Monday, Mar. 27, 1944
Footnote
Last week one of Manhattan's leading Protestant clergymen added an interesting footnote to Bishop J. Francis A. Mclntyre's recent address in which he called anti-Semitism "a stuffed wolf" set up "by paid publicity agents" (TIME, March 20). In Metropolitan Church Life, weekly paper of the Greater New York Federation of Churches, General Secretary Robert W. Searle reported:
"Early in the summer I called upon Bishop Mclntyre. I suggested to him that the interracial situation and the juvenile situation in New York were so serious as to challenge religious forces to take the initiative in bettering conditions. I asked him . . . if he would be willing to appoint three or four [Roman Catholic] representatives to meet with three or four whom the Federation might appoint in order to explore the possibility of cooperative action.

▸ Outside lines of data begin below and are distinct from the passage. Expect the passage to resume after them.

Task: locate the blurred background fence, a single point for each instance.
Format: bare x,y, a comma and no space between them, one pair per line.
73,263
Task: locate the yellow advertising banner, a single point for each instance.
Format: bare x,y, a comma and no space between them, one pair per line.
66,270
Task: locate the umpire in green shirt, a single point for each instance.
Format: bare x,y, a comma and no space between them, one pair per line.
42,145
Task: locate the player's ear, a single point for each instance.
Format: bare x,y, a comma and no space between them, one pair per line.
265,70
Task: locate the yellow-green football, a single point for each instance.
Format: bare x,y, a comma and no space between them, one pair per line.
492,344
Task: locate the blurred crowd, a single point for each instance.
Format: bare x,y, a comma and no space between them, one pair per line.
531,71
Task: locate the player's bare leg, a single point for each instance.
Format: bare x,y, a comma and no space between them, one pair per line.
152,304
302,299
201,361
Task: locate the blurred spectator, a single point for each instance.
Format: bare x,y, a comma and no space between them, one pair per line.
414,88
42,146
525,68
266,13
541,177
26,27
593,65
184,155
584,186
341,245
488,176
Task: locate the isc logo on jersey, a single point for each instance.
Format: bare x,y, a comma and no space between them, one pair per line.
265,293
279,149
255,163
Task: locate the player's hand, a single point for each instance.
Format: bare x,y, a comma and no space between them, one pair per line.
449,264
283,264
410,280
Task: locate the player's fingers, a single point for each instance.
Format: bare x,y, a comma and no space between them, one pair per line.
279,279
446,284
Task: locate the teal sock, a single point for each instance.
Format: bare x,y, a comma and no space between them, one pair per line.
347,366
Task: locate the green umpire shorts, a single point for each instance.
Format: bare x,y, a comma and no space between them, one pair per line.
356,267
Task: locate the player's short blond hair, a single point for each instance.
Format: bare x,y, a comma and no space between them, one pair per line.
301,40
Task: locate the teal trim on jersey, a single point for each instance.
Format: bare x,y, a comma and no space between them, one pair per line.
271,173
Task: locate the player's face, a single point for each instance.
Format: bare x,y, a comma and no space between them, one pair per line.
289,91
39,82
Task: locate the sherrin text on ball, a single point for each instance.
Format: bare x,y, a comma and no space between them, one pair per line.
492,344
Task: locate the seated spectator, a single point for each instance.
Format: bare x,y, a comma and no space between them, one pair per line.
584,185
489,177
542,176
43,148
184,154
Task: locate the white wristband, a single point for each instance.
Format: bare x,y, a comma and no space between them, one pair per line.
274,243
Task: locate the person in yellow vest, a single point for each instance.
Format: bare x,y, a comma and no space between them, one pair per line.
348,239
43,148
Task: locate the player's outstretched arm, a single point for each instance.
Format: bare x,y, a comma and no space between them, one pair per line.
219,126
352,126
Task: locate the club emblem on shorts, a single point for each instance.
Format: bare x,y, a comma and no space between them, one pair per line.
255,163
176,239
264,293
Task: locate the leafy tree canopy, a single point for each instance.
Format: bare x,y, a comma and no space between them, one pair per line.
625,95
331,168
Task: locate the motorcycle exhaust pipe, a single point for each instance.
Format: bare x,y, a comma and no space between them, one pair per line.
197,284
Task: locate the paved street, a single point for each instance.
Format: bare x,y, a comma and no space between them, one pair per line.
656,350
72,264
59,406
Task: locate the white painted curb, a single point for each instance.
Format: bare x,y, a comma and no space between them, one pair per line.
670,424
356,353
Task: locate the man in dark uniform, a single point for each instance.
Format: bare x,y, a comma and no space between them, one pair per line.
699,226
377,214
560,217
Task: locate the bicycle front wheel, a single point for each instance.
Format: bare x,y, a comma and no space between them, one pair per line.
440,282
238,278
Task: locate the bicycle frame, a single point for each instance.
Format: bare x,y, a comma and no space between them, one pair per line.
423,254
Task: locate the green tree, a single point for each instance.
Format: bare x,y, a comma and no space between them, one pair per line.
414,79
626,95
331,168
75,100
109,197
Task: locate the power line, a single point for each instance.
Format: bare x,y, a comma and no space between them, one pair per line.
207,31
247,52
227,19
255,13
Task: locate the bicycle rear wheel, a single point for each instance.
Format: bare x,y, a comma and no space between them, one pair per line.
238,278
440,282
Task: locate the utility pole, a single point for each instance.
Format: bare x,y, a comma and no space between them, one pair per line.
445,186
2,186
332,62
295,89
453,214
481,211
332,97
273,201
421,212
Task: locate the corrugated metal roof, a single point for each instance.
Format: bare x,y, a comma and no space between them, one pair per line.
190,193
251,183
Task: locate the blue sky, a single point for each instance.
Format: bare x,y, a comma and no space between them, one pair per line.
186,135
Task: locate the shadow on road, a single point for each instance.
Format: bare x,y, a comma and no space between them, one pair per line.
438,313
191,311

"My suggestion was rather curtly rebuffed with the reply-- 'How can we cooperate with you? There is not a single Protestant minister in New York who believes that Christ is God!' To my question as to how many Protestant ministers he knew he answered--'None.'
"I am convinced that Bishop Mclntyre does not represent the spirit of New York's Roman Catholicism, but, unfortunately he is in a position to block the cooperation which the community desperately needs."